Edit: I just noticed you specifically mention XHTML in your question, which according to the docs is better parsed as XML. Unfortunately, the drop_tag()
method is really only available for elements in a HTML document.
因此,对于XML来说,它有点复杂:
So for XML it's a bit more complicated:
doc.xml
doc.xml
<document>
<node>This is <span>some</span> text.</node>
<node>Only this <span attr="foo">first <b>span</b></span> should <span>be</span> removed.</node>
</document>
strip.py
strip.py
from lxml import etree
def strip_nodes(nodes):
for node in nodes:
text_content = node.xpath('string()')
# Include tail in full_text because it will be removed with the node
full_text = text_content + (node.tail or '')
parent = node.getparent()
prev = node.getprevious()
if prev:
# There is a previous node, append text to its tail
prev.tail += full_text
else:
# It's the first node in <parent/>, append to parent's text
parent.text = (parent.text or '') + full_text
parent.remove(node)
doc = etree.parse(open('doc.xml'))
nodes = doc.xpath("//span[@attr='foo']")
strip_nodes(nodes)
print etree.tostring(doc)
输出:
<document>
<node>This is <span>some</span> text.</node>
<node>Only this first span should <span>be</span> removed.</node>
</document>
如您所见,这将用递归文本内容替换节点和的所有子节点.我真的希望这就是您想要的,否则事情会变得更加复杂;-)

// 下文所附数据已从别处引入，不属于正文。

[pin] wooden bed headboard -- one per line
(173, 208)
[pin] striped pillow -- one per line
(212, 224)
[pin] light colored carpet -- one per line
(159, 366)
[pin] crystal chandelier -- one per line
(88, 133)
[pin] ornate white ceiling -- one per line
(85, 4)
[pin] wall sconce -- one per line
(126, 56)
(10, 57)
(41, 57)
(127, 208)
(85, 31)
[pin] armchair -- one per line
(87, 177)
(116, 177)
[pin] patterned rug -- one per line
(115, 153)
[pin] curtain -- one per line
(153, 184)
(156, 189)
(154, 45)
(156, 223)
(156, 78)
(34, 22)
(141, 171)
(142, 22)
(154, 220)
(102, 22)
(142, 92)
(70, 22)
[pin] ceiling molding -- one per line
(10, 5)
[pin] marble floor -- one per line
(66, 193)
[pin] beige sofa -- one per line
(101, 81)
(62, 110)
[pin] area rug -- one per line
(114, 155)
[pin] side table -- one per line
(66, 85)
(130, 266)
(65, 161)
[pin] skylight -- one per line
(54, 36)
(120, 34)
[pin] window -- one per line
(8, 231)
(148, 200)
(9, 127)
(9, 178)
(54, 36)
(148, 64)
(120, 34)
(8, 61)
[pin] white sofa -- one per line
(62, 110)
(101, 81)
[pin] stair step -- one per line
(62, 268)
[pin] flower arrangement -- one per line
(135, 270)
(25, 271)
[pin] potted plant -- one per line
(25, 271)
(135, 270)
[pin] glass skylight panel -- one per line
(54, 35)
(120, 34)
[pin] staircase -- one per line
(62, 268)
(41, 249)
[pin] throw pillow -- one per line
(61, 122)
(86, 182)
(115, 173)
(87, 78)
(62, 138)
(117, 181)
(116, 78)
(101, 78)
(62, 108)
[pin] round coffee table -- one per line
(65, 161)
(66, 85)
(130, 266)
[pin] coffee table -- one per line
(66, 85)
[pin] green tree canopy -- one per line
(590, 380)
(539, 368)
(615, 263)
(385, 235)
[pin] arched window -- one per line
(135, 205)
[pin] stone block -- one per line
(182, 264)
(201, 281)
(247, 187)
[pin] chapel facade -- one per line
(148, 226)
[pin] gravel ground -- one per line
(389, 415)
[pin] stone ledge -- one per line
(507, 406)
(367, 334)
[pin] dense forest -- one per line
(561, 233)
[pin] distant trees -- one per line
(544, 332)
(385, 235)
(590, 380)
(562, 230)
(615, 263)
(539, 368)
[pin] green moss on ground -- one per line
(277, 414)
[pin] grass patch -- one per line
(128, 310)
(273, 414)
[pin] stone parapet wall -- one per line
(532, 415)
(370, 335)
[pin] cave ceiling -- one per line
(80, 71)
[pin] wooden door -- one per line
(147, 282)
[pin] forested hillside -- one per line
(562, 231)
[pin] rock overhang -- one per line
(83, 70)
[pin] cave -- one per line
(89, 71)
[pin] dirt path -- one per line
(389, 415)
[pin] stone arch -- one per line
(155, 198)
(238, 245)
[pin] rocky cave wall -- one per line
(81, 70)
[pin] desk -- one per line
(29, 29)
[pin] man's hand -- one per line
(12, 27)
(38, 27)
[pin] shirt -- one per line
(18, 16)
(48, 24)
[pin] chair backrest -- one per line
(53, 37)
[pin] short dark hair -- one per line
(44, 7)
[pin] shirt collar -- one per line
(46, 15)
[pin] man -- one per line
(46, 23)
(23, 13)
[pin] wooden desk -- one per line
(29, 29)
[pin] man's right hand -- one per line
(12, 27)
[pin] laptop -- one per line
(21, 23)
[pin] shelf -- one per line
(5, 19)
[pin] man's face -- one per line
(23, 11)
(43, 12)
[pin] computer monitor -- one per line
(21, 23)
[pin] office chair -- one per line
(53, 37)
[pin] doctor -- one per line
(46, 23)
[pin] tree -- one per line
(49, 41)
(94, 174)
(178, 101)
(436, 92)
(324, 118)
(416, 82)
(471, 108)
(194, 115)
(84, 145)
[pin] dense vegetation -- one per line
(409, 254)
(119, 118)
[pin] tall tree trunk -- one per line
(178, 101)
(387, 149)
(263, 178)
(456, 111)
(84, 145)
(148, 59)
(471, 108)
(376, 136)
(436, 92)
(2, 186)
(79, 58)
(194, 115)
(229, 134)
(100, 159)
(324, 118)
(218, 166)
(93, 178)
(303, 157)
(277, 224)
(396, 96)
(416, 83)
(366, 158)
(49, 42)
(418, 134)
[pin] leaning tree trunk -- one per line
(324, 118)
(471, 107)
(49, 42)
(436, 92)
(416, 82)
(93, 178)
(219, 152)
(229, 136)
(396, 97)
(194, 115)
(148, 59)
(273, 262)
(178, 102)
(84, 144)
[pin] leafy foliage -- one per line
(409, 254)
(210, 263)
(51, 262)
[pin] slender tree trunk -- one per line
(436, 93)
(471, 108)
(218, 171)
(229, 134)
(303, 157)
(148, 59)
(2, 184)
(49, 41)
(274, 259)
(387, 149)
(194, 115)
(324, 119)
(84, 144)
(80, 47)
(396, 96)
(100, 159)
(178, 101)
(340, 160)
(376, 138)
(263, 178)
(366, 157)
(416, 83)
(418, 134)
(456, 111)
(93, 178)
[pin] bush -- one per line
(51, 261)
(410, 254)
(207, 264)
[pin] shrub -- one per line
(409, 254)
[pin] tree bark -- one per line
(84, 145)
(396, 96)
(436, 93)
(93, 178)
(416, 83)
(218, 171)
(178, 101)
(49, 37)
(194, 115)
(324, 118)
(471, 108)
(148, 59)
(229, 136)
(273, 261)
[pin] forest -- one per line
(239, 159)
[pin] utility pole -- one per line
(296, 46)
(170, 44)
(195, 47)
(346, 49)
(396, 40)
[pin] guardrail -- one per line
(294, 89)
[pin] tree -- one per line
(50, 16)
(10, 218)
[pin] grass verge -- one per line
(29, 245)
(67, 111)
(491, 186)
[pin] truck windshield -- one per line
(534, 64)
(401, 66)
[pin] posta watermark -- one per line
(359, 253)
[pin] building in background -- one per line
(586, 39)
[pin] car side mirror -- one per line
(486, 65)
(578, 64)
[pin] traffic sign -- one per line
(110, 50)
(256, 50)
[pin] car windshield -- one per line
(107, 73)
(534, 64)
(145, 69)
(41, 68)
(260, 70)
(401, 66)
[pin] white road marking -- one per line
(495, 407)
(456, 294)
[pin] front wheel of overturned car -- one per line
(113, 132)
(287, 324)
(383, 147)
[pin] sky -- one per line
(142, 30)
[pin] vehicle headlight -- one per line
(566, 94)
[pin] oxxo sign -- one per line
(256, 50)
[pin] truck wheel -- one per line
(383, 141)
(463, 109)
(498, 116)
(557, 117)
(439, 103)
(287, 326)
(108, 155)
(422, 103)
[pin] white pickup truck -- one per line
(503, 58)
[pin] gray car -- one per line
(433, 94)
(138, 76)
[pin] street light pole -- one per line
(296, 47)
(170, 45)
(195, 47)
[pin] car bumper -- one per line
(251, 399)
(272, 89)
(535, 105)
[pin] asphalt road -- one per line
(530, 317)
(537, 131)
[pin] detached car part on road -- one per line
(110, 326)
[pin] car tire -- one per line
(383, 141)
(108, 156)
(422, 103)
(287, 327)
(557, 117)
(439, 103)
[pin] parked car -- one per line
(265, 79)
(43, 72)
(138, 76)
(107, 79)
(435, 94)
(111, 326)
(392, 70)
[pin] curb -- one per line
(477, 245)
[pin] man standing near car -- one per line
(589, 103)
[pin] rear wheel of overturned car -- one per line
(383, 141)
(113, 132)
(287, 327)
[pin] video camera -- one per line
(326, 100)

As you can see, this will replace node and all its children with the recursive text content. I really hope that's what you want, otherwise things get even more complicated ;-)
注意.上次修改已更改了相关代码.
NOTE Last edit have changed the code in question.
这篇关于使用Python和lxml仅剥离具有某些属性/值的标签的文章就介绍到这了,希望我们推荐的答案对大家有所帮助,也希望大家多多支持IT屋!